0

I have trained a classifier and evaluated my classifier's performance on the testing set by Area Under the Precision-recall curve. My testing set comes from 2000 different categories, and my classifier doesn't consider the input category in the classification. I want to check the performance of my classifier for each category. The issue is that the number of samples in some categories is small; as a result, the category-wise performance report for them won't be statistically significant.

I am looking for an approach that can report category-wise performance along with p-values.

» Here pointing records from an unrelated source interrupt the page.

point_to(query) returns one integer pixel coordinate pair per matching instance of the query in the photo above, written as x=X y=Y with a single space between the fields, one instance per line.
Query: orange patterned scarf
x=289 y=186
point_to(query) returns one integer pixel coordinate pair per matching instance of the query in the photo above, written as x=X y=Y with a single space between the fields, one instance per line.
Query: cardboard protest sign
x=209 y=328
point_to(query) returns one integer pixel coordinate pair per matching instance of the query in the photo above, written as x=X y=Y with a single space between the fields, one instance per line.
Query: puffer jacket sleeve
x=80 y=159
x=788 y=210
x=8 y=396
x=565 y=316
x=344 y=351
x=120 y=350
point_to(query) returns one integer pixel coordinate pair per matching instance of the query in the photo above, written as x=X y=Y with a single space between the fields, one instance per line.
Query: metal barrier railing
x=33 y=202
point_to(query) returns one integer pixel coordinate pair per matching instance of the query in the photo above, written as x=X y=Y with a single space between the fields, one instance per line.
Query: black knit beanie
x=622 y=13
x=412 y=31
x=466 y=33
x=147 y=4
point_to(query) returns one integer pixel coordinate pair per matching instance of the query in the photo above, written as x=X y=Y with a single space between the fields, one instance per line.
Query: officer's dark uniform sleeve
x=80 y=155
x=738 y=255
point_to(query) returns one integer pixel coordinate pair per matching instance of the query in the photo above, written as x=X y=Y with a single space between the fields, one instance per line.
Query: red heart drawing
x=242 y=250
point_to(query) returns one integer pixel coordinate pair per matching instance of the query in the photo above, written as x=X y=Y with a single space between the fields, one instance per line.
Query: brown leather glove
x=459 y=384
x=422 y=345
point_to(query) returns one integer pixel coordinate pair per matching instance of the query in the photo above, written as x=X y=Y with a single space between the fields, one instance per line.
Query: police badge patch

I would appreciate your feedback.

  • "The issue is that the number of samples in some categories is small; as a result, the category-wise performance report for them won't be statistically significant." What's wrong with that? – Christian Hennig Dec 27 '22 at 22:32
  • What null hypothesis do you want to test, and why? – Christian Hennig Dec 27 '22 at 22:32
  • @ChristianHennig: I have calculated the accuracy without splitting my data into different categories. My null hypothesis for each category: "The model performance on the category of interest is as good as its performance on the whole dataset." I am not sure which statistical test I should use for this. If I haven't used the right words for asking my question, let me know to paraphrase it. – poorya mirzavand Dec 28 '22 at 14:39
  • I thought I could look at the instances of each category as a binomial distribution. Let's assume for a specific category, three among eight labels have been predicted wrong. Given the accuracy of the whole dataset, I can calculate how likely it is to have up to 3 mistakes given a sample size of 8. If the calculated probability is too low, I consider it as a category where model performance is lower than the average performance. Does it work? – poorya mirzavand Dec 28 '22 at 15:42

0 Answers0